Furthermore, "0" data is stored in the latch circuit 28 in the extended path control circuit 3, and the data is stored in the image memory 11 according to the address from the address generation circuit 10.
By sequentially storing the "0" data, the entire image memory can be erased very easily.

Note that the present invention is not limited to the above embodiments,
For example, even if multiple image memories are connected to an expansion path line and image data is transferred between the image memories or between multiple input/output devices and the multiple image memories, the expansion path line is used to transfer image data between the image memories or between multiple input/output devices and the multiple image memories. good. In this case, for example, if the latch circuit 28 in the expansion path control circuit 3 is made to latch a plurality of image data as shown in FIG. It is possible to transfer.

Further, in the above embodiment, when storing image data in the image memory 11, the image data is stored in the order according to the transfer mode, but when outputting from the image memory 11,
The data may be read in an order depending on the transfer mode.

In the above-described embodiment, the present invention is applied to a color copying machine in particular, but the present invention can also be applied to, for example, a device that reads still image information from a disk device and obtains a hard copy. be.

In short, the present invention can be implemented with various modifications within the scope without departing from the gist thereof.
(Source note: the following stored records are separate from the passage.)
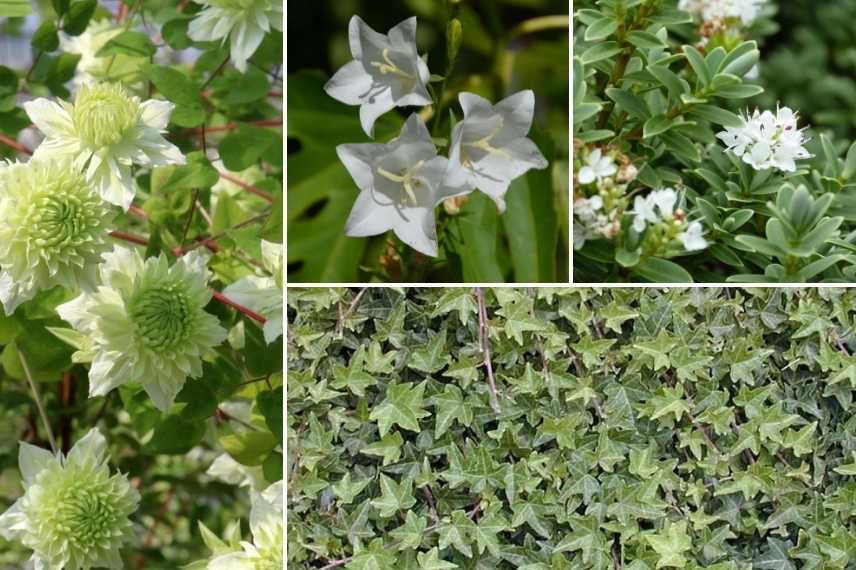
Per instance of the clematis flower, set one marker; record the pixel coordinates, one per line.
(597, 167)
(263, 295)
(243, 22)
(765, 140)
(386, 72)
(53, 230)
(265, 552)
(489, 147)
(105, 132)
(145, 324)
(400, 183)
(74, 513)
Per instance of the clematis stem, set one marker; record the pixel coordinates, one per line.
(38, 398)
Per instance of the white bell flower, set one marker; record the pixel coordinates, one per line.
(400, 183)
(263, 295)
(146, 324)
(766, 140)
(243, 22)
(74, 513)
(386, 72)
(105, 132)
(692, 238)
(489, 147)
(598, 166)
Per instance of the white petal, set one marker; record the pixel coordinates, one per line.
(155, 113)
(50, 118)
(349, 84)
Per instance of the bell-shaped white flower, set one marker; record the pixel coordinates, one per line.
(400, 183)
(243, 22)
(692, 237)
(598, 166)
(53, 230)
(265, 552)
(386, 72)
(766, 140)
(489, 147)
(263, 295)
(74, 513)
(106, 131)
(146, 324)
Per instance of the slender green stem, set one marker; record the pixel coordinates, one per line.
(38, 398)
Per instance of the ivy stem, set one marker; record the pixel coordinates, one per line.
(38, 398)
(484, 344)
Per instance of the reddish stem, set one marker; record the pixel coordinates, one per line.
(240, 308)
(248, 187)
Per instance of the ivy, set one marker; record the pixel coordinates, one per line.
(635, 429)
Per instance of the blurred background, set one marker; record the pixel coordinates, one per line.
(508, 45)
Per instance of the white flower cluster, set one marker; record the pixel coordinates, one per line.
(658, 209)
(766, 140)
(711, 10)
(401, 182)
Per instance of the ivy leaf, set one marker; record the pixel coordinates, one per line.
(670, 544)
(394, 497)
(402, 407)
(430, 561)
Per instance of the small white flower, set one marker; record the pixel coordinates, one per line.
(263, 295)
(400, 183)
(145, 324)
(765, 140)
(598, 166)
(489, 147)
(709, 10)
(74, 513)
(243, 22)
(265, 552)
(386, 72)
(653, 208)
(53, 230)
(692, 238)
(105, 132)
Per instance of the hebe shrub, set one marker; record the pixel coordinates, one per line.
(631, 428)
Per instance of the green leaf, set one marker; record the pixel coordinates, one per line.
(394, 497)
(402, 406)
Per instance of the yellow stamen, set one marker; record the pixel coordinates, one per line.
(389, 66)
(485, 145)
(405, 179)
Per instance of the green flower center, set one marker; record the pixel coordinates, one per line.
(104, 113)
(163, 317)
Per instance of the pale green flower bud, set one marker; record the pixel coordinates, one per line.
(74, 513)
(53, 230)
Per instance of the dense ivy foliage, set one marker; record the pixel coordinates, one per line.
(665, 99)
(493, 49)
(141, 282)
(629, 429)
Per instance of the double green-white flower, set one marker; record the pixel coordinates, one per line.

[Brief explanation of drawings]

Fig. 1 is a block diagram of a color copying machine according to an embodiment of the present invention, Fig. 2 is a block diagram of an extended path control circuit of the color copying machine, and Fig. 3 is for explaining the operation of the color copying machine. Figure 4 is a block diagram of the address generation circuit of the color copying machine, Figure 5 is a diagram for explaining the correspondence between the image memory and images of the color copying machine, and Figure 6 is the same. FIG. 3 is a diagram for explaining a transfer mode of a color copying machine. ! ...Main pass line, 1A...Main address bus, 1D...Main 7'-ptZ bus, IC...
・Main control path, mutual...extended path line,
2 people: extended address bus, 2D: extended data bus, 2C: extended control path, 7: color original input device, 8: color printer.

Claims (2)

[Claims] (1) A color image data supply unit that supplies image data, an image memory that temporarily stores this image data, and a color image that receives the image data read from this image memory and obtains a color image.The color image data supply unit An expansion path for transferring image data independent of the main path between the color image output unit and the main control circuit is provided, and an expansion path control circuit for controlling the expansion path, An image processing apparatus comprising: an address generation circuit that determines an address of the image memory when selecting a memory. (2) The address generation circuit is one of the preset standard, vertically reversed, horizontally reversed, and vertically and horizontally reversed.
Image processing device 4 according to claim 1, wherein the image processing device updates addresses in an order based on two transfer modes.